Kardinal Zen und vier andere Personen wurden festgenommen, weil sie «sich mit ausländischen Staaten und Mächten verschworen» haben sollen.
Bischof Zen (2.v.l.) vor Gericht in Hongkong
Bischof Zen (2.v.l.) vor Gericht in Hongkong - AFP

Das Wichtigste in Kürze

  • Zen unterstützte Bewohner Hongkongs, die während Demokratie-Protesten verhaftet wurden.
  • Eine Anklage auf Grundlage des umstrittenen Sicherheitsgesetzes erfolgte bisher nicht.

Der kürzlich in Hongkong vorübergehend festgenommene katholische Kardinal Joseph Zen ist am Dienstag vor Gericht erschienen. Dem 90-jährigen Zen und vier weiteren Beschuldigten wurde zur Last gelegt, einen Fonds zur finanziellen Unterstützung von Demonstranten nicht ordnungsgemäss angemeldet zu haben. Die fünf waren kürzlich unter dem Vorwurf festgenommen worden, «sich mit ausländischen Staaten und Mächten verschworen zu haben».

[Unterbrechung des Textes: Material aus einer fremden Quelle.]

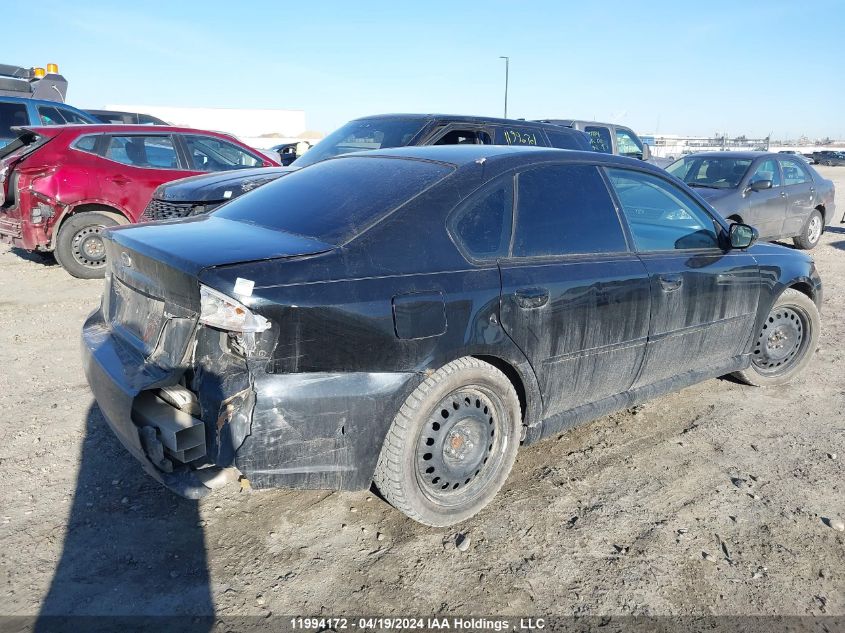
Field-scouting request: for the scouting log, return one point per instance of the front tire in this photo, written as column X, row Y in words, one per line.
column 786, row 342
column 452, row 444
column 79, row 245
column 811, row 233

Zu den vorübergehend Festgenommenen zählten auch die Pop-Sängerin und Aktivistin Denise Ho sowie die langjährige Anwältin Margaret Ng. Die Gruppe unterstützte Bewohner Hongkongs, die während der Demokratie-Proteste vor drei Jahren festgenommen wurden, finanziell. Eine Anklage wegen einer «Verschwörung mit ausländischen Staaten» kann eine lebenslange Haftstrafe zur Folge haben. Diese Anklage auf Grundlage des umstrittenen nationalen Sicherheitsgesetzes erfolgte bislang nicht.

Seine Festnahme hatte für Kritik gesorgt

Stattdessen wurde den Gründern des Fonds zur Last gelegt, ihren inzwischen aufgelösten Hilfsfonds nicht bei der Polizei als «Gesellschaft» angemeldet zu haben. Darauf könnte lediglich eine Strafe von rund 1200 Euro stehen. Der Prozess soll am 19. September beginnen.

An der gerichtlichen Anhörung am Dienstag nahmen Diplomaten aus Deutschland, Frankreich, Schweden und Italien teil. Hongkongs Generalvikar sagte, er sei vor allem besorgt um die Gesundheit Zens, aber dem 90-Jährigen scheine es bislang gutzugehen. Die Festnahme des ranghohen asiatischen Klerikers hatte scharfe Kritik westlicher Staaten hervorgerufen.